Le tribunal estime que la société « est susceptible de présenter un plan de redressement, qu’il convient en conséquence d’ouvrir la procédure de redressement judiciaire en vue de déterminer sa situation économique, financière, fiscale et sociale et de rechercher les perspectives de redressement ». La motivation s’aligne sur la finalité de la procédure de redressement, telle qu’elle ressort de l’article L. 631-1 alinéa 2 du Code de commerce.

La juridiction adopte une approche prudente et n’exige pas, à ce stade, la démonstration certaine d’un retour à l’équilibre. Elle se contente d’un pronostic de redressement, conforme à la lettre du texte qui mentionne une simple « possibilité ». L’analyse traduit l’attachement du droit français à la préservation de l’activité économique et de l’emploi. Le critère retenu reste néanmoins discriminant, puisqu’à défaut de toute perspective sérieuse, la liquidation judiciaire s’imposerait immédiatement en application de l’article L. 640-1 du Code de commerce.
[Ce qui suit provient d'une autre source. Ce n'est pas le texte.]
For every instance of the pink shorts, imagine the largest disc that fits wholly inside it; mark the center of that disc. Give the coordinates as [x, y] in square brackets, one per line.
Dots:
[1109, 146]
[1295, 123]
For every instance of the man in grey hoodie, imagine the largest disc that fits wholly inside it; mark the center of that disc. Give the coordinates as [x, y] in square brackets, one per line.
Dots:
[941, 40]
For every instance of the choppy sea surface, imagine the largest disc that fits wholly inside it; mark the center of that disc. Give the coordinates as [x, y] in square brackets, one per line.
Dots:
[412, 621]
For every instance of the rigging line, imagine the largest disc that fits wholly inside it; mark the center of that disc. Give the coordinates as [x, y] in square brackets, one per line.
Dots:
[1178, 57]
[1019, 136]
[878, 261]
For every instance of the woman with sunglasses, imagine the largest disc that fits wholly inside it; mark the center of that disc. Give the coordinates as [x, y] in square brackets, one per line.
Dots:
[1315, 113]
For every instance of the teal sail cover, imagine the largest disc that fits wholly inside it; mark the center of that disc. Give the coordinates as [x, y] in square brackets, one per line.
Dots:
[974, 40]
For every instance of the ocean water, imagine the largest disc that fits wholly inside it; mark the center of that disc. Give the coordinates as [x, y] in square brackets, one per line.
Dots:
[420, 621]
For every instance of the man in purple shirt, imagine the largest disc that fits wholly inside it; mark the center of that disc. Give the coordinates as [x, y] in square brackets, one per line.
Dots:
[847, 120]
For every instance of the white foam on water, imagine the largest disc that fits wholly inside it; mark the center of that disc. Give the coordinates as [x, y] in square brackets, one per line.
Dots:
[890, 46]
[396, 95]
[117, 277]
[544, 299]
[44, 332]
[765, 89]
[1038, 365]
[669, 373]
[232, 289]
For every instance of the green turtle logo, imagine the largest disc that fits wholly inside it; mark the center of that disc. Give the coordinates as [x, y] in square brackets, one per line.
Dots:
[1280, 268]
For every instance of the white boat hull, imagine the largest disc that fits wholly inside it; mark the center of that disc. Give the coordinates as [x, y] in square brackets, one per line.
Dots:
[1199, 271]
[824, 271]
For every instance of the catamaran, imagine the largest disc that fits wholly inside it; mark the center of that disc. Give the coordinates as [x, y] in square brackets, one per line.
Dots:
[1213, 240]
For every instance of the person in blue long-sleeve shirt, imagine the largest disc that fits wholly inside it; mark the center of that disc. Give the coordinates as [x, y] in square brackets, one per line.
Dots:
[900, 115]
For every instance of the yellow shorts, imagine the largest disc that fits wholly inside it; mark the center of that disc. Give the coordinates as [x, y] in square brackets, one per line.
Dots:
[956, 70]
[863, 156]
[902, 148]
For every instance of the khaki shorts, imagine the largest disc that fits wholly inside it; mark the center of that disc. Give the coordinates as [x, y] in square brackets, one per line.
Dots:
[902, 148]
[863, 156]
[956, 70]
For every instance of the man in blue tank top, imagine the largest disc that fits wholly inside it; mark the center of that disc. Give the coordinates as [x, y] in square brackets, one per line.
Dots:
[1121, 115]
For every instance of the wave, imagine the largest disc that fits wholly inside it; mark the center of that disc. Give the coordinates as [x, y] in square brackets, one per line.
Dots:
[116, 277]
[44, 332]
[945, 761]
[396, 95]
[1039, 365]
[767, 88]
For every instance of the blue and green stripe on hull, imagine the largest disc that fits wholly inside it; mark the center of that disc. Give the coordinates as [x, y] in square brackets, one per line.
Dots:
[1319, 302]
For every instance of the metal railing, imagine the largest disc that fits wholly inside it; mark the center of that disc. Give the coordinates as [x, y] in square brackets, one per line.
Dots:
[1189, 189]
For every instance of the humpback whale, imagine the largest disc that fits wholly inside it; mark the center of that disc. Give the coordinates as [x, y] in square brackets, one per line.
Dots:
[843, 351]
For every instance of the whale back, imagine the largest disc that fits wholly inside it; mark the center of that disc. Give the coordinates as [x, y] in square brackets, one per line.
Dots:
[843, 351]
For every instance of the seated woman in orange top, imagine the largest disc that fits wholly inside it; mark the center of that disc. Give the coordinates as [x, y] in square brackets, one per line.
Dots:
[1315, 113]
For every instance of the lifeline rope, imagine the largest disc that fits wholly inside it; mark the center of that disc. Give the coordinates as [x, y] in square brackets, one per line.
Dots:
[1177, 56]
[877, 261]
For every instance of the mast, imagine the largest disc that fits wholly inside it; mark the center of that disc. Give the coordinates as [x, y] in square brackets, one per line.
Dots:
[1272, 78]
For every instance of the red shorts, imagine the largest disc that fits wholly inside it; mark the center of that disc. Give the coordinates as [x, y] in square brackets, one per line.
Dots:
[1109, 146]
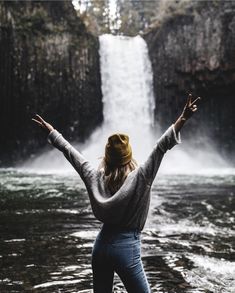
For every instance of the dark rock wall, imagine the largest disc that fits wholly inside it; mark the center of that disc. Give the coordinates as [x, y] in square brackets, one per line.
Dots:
[49, 65]
[194, 51]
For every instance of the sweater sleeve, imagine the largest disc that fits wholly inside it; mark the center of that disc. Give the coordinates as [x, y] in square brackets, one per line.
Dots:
[77, 160]
[167, 141]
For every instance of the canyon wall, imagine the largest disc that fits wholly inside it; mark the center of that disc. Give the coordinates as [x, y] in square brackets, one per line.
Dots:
[49, 64]
[193, 50]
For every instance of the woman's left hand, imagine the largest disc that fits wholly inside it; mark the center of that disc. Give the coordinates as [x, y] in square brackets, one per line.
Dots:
[43, 124]
[189, 108]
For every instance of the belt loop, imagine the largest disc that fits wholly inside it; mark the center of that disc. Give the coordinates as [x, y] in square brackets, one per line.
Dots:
[136, 233]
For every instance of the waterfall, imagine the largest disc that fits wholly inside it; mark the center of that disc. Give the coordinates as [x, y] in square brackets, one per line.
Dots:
[128, 107]
[128, 99]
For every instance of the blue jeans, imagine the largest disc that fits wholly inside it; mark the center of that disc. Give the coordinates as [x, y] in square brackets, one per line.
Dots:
[120, 252]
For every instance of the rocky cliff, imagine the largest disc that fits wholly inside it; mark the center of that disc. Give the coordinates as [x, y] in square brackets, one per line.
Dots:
[49, 65]
[193, 50]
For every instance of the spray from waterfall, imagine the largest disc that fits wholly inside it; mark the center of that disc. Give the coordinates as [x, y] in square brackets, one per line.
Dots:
[128, 107]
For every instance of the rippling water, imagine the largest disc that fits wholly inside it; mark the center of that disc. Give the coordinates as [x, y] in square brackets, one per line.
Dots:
[47, 232]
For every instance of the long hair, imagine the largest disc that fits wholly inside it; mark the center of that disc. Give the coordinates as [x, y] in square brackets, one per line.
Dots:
[114, 177]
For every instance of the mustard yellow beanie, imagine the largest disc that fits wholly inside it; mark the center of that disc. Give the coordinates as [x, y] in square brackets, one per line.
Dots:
[118, 151]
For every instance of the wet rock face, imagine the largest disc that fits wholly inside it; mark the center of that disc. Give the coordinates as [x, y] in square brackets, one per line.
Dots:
[49, 65]
[194, 51]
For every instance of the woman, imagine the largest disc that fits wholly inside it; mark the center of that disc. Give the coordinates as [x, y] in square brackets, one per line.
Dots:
[119, 193]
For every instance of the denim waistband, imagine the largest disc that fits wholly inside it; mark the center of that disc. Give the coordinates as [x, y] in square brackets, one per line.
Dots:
[118, 232]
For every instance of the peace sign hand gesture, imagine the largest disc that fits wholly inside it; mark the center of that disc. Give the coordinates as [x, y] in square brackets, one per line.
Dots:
[189, 108]
[43, 124]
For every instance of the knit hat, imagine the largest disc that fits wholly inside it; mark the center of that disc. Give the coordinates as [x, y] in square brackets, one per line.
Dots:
[118, 151]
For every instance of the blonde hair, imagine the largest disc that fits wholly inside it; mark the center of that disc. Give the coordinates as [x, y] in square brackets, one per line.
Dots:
[114, 177]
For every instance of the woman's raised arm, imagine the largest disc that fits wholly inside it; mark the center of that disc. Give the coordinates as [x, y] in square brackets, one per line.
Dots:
[80, 164]
[168, 140]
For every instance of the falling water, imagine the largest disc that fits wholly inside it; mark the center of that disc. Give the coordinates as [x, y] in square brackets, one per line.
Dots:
[128, 106]
[47, 224]
[128, 102]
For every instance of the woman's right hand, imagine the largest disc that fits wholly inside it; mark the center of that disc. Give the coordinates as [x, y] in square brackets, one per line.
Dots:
[43, 124]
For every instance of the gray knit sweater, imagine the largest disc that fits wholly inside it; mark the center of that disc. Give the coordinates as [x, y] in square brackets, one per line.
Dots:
[128, 207]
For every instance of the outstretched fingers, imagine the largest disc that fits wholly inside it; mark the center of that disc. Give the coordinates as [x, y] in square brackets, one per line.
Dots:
[41, 120]
[197, 99]
[38, 122]
[189, 100]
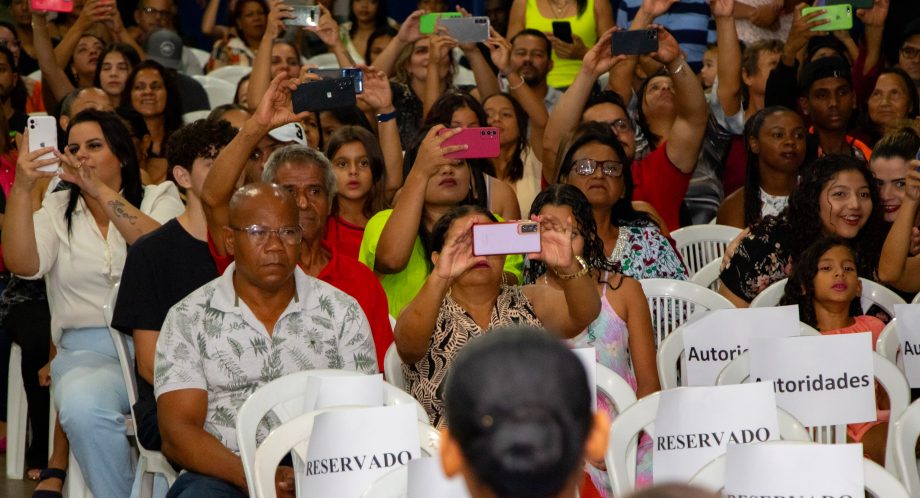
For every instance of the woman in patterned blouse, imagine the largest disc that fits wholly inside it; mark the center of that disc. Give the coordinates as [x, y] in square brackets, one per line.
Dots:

B. L’organisation procédurale et la désignation des organes

Le tribunal « fixe à SIX MOIS la période d’observation pendant laquelle seront établies par le Chef d’entreprise des propositions tendant à la continuation ou à la cession de l’entreprise ». Cette durée correspond au régime de droit commun, renouvelable une fois selon les modalités prévues par l’article L. 621-3 du Code de commerce. Le calendrier procédural est précisément encadré, avec un premier rapport sur les capacités financières fixé au 18 mars 2026.

La désignation des organes obéit aux prescriptions légales. Un juge-commissaire est nommé, un mandataire judiciaire est désigné, un commissaire-priseur est commis pour dresser l’inventaire et procéder à la prisée. Le tribunal rappelle également les obligations relatives à la déclaration des créances dans le délai de deux mois prévu par l’article L. 622-24 du Code de commerce. L’ensemble de ces mesures forme un cadre procédural complet, destiné à garantir l’efficacité du dispositif et la protection des intérêts en présence.

La portée de la décision demeure modeste, dans la mesure où elle constitue une application classique des dispositions du livre VI du Code de commerce. Le jugement présente néanmoins l’intérêt de rappeler la rigueur de l’examen judiciaire à l’ouverture, ainsi que l’articulation entre la déclaration du débiteur et le contrôle objectif du tribunal sur la réalité de l’état de cessation des paiements.

Source : Cour de cassation – Base Open Data « Judilibre » & « Légifrance ».